Paul lived for eternity and not for time, and while all men sought their own, he sought the things which are Jesus Christ’s. The world had no hold upon him at all; he was passing through it, but ever as he went he was “pressing towards the mark for the prize of the high calling of God in Christ Jesus.” That was his goal, and the world would call in vain to him. The earthly honors that were once so dear to him, he “counted dung that he might win Christ.” He weighed everything by the Cross of Christ. He would have all men gaze upon that cross, and estimate there the real value of earthly and heavenly things. The effect of that cross is to minimize man and magnify God. There the world is judged, and although the haughty Jew might stumble there, and the philosophic Gentile sneer, yet still Christ crucified is the power of God, and the wisdom of God. With his back to the world and his face to the cross, and the power of the salvation of his crucified Saviour filling his soul, his challenge rings through all the universe — the challenge of a man in Christ, “I determined not to know anything among you [Corinthians], save Jesus Christ, and Him crucified.” And had he not chosen the “good part”? Had the world any better thing to offer? “Eye hath not seen, nor ear heard, neither have entered into the heart of man the things which God hath prepared for those that love Him.

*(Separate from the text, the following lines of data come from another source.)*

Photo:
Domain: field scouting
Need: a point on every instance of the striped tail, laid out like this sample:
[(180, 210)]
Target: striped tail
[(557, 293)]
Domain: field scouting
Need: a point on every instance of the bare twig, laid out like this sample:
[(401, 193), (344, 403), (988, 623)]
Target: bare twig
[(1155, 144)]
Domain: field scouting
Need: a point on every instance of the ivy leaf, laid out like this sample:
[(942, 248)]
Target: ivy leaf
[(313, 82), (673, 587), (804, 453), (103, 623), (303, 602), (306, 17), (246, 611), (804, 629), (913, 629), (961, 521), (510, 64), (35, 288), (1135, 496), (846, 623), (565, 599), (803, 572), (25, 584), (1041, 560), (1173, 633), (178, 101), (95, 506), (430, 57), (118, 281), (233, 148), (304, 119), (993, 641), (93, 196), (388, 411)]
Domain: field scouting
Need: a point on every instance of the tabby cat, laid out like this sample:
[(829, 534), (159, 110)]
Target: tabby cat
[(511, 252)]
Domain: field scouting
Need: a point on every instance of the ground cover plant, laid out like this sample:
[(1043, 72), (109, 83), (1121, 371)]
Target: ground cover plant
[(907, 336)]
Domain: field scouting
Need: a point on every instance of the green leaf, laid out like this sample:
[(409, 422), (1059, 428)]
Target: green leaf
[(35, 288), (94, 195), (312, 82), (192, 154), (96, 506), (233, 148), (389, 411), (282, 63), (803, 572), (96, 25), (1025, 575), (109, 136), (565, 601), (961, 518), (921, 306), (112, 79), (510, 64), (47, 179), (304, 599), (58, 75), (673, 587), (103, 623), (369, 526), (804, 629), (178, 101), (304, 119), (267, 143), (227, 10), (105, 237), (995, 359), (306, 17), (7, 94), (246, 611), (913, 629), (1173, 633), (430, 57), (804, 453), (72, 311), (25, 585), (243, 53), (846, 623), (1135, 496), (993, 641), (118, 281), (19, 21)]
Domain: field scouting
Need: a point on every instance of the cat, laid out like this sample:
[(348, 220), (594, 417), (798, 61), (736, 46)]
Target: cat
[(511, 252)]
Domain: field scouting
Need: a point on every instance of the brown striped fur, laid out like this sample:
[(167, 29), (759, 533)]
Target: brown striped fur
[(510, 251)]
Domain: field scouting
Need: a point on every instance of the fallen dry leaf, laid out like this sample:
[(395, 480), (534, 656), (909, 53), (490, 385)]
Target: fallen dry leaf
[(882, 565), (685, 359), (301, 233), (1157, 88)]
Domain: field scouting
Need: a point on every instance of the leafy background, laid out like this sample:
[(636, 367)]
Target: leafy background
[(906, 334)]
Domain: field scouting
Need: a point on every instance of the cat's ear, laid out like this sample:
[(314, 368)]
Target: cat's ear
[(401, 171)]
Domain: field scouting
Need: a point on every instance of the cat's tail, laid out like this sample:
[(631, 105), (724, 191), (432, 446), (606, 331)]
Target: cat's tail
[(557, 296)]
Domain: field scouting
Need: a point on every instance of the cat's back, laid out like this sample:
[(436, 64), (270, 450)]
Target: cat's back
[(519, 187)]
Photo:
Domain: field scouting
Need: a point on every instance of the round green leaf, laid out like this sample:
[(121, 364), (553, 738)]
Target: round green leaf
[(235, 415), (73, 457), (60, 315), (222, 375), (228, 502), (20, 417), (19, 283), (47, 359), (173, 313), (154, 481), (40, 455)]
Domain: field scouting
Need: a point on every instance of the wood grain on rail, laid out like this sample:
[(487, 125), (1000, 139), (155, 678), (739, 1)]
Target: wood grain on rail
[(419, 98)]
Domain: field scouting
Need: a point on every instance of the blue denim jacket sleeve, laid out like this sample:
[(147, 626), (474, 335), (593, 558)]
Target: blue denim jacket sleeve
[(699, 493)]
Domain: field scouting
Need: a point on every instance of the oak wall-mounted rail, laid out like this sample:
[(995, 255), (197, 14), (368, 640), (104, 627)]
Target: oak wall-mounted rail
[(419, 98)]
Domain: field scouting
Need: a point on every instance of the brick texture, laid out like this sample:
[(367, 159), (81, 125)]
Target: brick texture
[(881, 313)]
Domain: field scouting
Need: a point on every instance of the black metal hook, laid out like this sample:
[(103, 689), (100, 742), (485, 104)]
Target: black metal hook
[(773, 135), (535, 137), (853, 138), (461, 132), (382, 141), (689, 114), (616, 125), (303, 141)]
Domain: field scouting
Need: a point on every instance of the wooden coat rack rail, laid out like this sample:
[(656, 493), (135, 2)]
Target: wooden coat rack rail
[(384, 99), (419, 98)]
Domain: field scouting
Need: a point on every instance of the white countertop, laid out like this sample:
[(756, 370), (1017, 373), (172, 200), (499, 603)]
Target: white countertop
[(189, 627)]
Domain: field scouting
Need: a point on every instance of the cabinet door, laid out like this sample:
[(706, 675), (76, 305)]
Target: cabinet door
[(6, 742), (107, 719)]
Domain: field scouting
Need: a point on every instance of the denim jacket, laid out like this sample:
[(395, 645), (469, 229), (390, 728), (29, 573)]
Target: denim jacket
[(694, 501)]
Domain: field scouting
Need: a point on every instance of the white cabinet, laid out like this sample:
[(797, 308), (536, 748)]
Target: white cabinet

But God hath revealed them unto us by His Spirit.” He knew these things; he had seen the Saviour and heard His voice, and his heart was beating with the infinite certainties and possibilities of everlasting life. What did it matter to him that five times his poor body was beaten with thirty-nine stripes, or that he was scourged with rods three times, and once stoned, and three times shipwrecked, and that he had passed through perils on land and sea; that he had suffered weariness and pain, and hunger and thirst: that he had been cold and naked. It was all for Christ, it was all for Christ! He could glory in his sufferings and he could glory in the fact that God had so signally honored him as to take him up into the third heaven, and let him hear unspeakable things it is not lawful for man to utter. Yes, whether on earth upon the thorny paths of Christian life and experience, or whether in Paradise listening to the unspeakable things of God, he learned the lesson that God would teach him, “My grace is sufficient for thee: for my strength is made perfect in weakness.”
Ah! you may say we cannot all be like Paul; we may not all know Christ as he did. If you have Paul’s faith you will have Paul’s happiness. If you live Paul’s life you will have his triumphs. “For me to live is Christ” is real today in the history of God’s people.